九段下と神保町の駅の間くらいにその由来板はあります。
法被姿なんてお祭り好きの江戸っ子のイメージでしょうか。
その由来板には以下の記載がありました。
『江戸時代、この界隈は、武家屋敷が軒を連ねていました。古文書や古絵図をひもとくと、石川摂津守、井上遠江守、丹波園部藩小出家の上屋敷といった名前が見てとれます。
そんな武家のなかでも、朝廷や公家に関連する儀式などを担当した高家旗本の今川家は、ひときわ目を引く存在だったようです。
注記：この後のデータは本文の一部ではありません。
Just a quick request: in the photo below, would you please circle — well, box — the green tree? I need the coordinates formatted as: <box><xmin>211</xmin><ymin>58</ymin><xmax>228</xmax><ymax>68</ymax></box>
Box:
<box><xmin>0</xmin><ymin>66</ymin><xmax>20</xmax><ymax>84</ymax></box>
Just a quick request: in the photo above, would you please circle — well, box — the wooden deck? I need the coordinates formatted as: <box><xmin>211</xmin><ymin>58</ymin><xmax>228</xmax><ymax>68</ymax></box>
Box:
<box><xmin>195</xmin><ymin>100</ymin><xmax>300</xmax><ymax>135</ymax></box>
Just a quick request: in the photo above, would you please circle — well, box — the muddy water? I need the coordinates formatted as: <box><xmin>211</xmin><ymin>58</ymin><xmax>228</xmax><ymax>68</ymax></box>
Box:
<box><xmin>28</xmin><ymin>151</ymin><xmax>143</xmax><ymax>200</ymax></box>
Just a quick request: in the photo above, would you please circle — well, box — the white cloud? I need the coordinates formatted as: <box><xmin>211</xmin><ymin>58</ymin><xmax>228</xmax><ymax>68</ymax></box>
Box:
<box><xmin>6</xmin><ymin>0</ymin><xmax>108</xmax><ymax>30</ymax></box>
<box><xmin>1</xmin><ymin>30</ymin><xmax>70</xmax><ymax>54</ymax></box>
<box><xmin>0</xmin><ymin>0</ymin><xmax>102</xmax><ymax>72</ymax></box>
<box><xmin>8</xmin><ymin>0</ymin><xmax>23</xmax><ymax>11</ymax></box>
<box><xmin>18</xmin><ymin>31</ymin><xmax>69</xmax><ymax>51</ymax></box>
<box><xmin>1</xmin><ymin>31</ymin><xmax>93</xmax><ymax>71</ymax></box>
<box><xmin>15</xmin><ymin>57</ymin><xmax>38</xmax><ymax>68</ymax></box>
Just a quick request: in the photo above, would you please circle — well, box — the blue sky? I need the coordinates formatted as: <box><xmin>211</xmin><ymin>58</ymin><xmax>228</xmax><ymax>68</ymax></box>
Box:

屋敷前の通りは今川小路と呼ばれ、明治五年(1872年)には、この小路の名前から、今川小路一丁目、同二丁目、同三丁目という町も生まれています。
また、日本橋川に架かる「俎橋」は、江戸時代はじめのころから伝わる名前です。当初、まるで俎のような木の板を渡しただけの橋であったことから、この名前が付いたとされています。
そんな俎橋周辺について、森鴎外の小説「雁」のなかにこんな一文があります。「今川小路の少し手前に御茶漬という看板を出した家がその頃あった。二十銭ばかりでお膳を据えて、香の物に茶まで出す。末造はこの家を知っているので、午を食べに寄ろうかと思ったが、それにはまだ少し早かった。そこを通り過ぎると、右へ廻って俎橋の手前の広い町に出る。」
江戸時代には武家地だったこのあたりも、明治時代後半には活気あふれる商業地に生まれ変わり、いまの町の原型が形づくられていきました。
昭和九年(1934年)、今川小路一丁目、同二丁目、同三丁目の一部が合併して神保町三丁目となり、昭和二十二年(1947年)、神田神保町三丁目となりました。』